愛の記念にのAutomneのレビュー・感想・評価

愛の記念に(1983年製作の映画)
3.9
父、母、兄との関係性の絶妙さ。父性が家庭から失われてからの崩れ加減とか、ここではないどこかを探し、死にたくなったり逆に”生きている実感”を手に入れたくなってセックスに耽溺してゆく。それでも行為が終われば虚しさが残り、綺麗だった瞳はいつのまにか曇ってゆく。
理解のされなさ、血のつながりはあるのに絆としてのつながりがないいびつな状態の見せかたが素晴らしかった。
抽象度が高く難解な分、そのあたりの虚無感とかを感じたことある人のほうが響きそう。人間ってみんな嘘で全部つまらないし死にたいし、いつか綺麗だったころの自分はもう取り戻せないのにどこかへ向かって何かを探している。

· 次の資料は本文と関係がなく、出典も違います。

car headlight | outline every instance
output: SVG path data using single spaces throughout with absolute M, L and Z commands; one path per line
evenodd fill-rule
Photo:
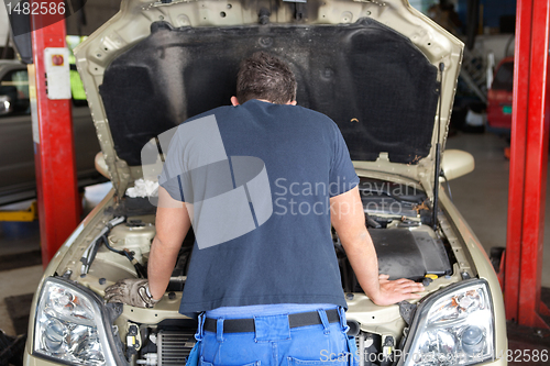
M 475 365 L 493 361 L 494 318 L 485 280 L 451 285 L 418 306 L 399 364 Z
M 109 315 L 94 292 L 50 277 L 36 306 L 33 354 L 70 365 L 117 365 L 106 323 Z

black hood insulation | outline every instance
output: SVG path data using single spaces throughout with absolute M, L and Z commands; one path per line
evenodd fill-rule
M 371 19 L 341 25 L 179 27 L 166 22 L 116 58 L 100 87 L 114 148 L 131 166 L 152 137 L 227 106 L 241 59 L 287 62 L 298 104 L 334 120 L 353 160 L 417 164 L 431 147 L 437 68 L 406 37 Z M 299 123 L 299 121 L 296 121 Z

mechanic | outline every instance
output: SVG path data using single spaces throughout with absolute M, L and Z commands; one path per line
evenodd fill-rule
M 127 279 L 106 290 L 109 301 L 153 307 L 165 293 L 193 224 L 197 240 L 179 311 L 195 318 L 199 314 L 198 342 L 190 358 L 200 356 L 205 365 L 279 365 L 283 361 L 326 365 L 323 355 L 351 355 L 355 346 L 345 334 L 346 303 L 331 224 L 362 289 L 374 303 L 420 298 L 418 292 L 424 290 L 422 285 L 408 279 L 378 276 L 359 178 L 340 130 L 324 114 L 296 106 L 296 91 L 288 65 L 265 52 L 255 53 L 241 63 L 232 107 L 213 109 L 178 127 L 160 179 L 148 284 Z M 200 127 L 197 121 L 216 127 L 189 136 L 190 126 Z M 201 140 L 205 133 L 207 144 Z M 212 153 L 220 144 L 227 159 Z M 260 178 L 255 186 L 250 181 L 235 184 L 240 178 L 234 157 L 243 156 L 264 164 L 268 185 L 260 191 L 267 189 L 272 200 L 262 201 L 254 193 L 262 186 Z M 230 162 L 233 181 L 228 190 L 222 187 L 220 171 L 230 171 Z M 249 178 L 262 170 L 262 164 L 245 166 Z M 274 191 L 275 181 L 277 187 L 282 182 L 295 186 Z M 308 186 L 316 189 L 295 189 Z M 226 215 L 221 221 L 230 224 L 215 226 L 205 202 L 228 192 L 237 195 L 242 187 L 248 187 L 245 209 L 252 211 L 254 224 L 242 235 L 226 237 L 226 233 L 242 229 L 235 218 L 244 221 L 250 214 Z M 276 199 L 278 204 L 294 200 L 298 210 L 263 214 Z M 234 202 L 230 209 L 238 211 Z M 228 209 L 223 202 L 219 204 L 222 212 Z M 198 228 L 200 222 L 210 226 Z M 205 246 L 212 239 L 208 235 L 218 235 L 218 241 Z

ふと我に返って大人になり、でも大人は思っていた大人と違ってポジティブでもネガティブでもなく諦めに近いような。
終盤のバスの中での父と娘の会話がじんわりと響いた。
それらのあいまいなものへ向けて作られたメッセージにはたしかに見る価値がある。大衆性や分かりやすさはないので分からない人には全然分からないところもフランス映画らしくてかわいい。秀作です。